Robert Denoël, éditeur

Chronique de procès en cascade

 

Le 9 janvier 1946, Jeanne Loviton écrit à Maximilien Vox, administrateur provisoire des Editions Denoël, que sa société d’édition est devenue propriétaire de toutes les parts de Robert Denoël dans la Société des Editions Denoël, et qu’en tant que partenaire majoritaire, elle demande une réunion des actionnaires, rue Amélie, en vue de faire nommer un nouveau gérant.
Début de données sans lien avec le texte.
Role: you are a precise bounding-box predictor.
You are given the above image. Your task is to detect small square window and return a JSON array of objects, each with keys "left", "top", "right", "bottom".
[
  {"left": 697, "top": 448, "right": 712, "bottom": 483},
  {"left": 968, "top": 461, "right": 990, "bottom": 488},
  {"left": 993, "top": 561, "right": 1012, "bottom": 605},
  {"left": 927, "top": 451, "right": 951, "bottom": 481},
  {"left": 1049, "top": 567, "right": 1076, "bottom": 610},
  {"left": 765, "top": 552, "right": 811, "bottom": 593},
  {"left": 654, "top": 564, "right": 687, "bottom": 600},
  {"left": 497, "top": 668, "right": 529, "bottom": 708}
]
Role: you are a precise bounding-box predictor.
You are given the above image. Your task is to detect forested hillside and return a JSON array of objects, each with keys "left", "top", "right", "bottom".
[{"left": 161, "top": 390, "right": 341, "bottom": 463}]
Cécile Denoël en est avisée le lendemain. Elle fait alors poser des scellés sur l’appartement qu’occupait son mari, boulevard des Capucines, et tente de faire de même à l’adresse de Jeanne Loviton, rue de l'Assomption.

Le 28 janvier, elle dépose contre Mme Loviton une plainte avec constitution de partie civile pour vol, escroquerie, abus de confiance, faux, usage de faux et abus de blanc seing.

L’instruction a été confiée au juge Jean Bourdon, au désappointement de la plaignante qui avait signalé au Parquet que le juge Gollety était chargé de l’enquête sur les causes de la mort de Denoël.

La séparation des deux dossiers risquait de lui être défavorable, et le fut en effet : dès le 30 octobre, le juge Bourdon rendait une ordonnance de non-lieu, ordonnance confirmée un mois plus tard par la Cour d’appel, avec des attendus assez surprenants.

Cécile Denoël, qui n’a pas fait appel de ce jugement, perd donc tout droit sur les biens disparus de son mari. Il ne lui reste à contester que la cession de parts signée le 25 octobre 1945 par Robert Denoël en faveur des Editions Domat-Montchrestien.

Le 24 décembre 1948 leTribunal de commerce estime simulée la cession de parts et condamne Jeanne Loviton et les Editions Domat-Montchrestien à la restitution. A la suite d’un appel des deux parties, la Cour d’appel nomme, le 2 novembre 1949, un expert pour examiner les écritures litigieuses.

Le 13 décembre 1950, la Cour d’appel ayant entendu le rapport de l’expert, déclare valable la cession de toutes ses parts par Robert Denoël en faveur des Editions Domat-Montchrestien.

Un acte de cession de parts en blanc : Robert Denoël était coutumier de cette pratique, dont il aura usé et abusé depuis ses débuts, en 1928.  « Mon mari », écrivait Cécile Denoël au juge Gollety, « avait la spécialité de créer des sociétés fictives ou de les continuer sous le couvert de prête-noms, et d’investir, également sous le couvert de prête-noms, des capitaux dans des sociétés existantes, en faisant signer à ces prête-noms des cessions de parts en blanc, c’est-à-dire sans indication de date et sans indication du nom de l’acquéreur de ces parts. »

Denoël se protégeait donc en conservant dans un coffre les cessions de parts en blanc. Dans la présente affaire, il aura manqué à sa veuve l’accès à ce coffre.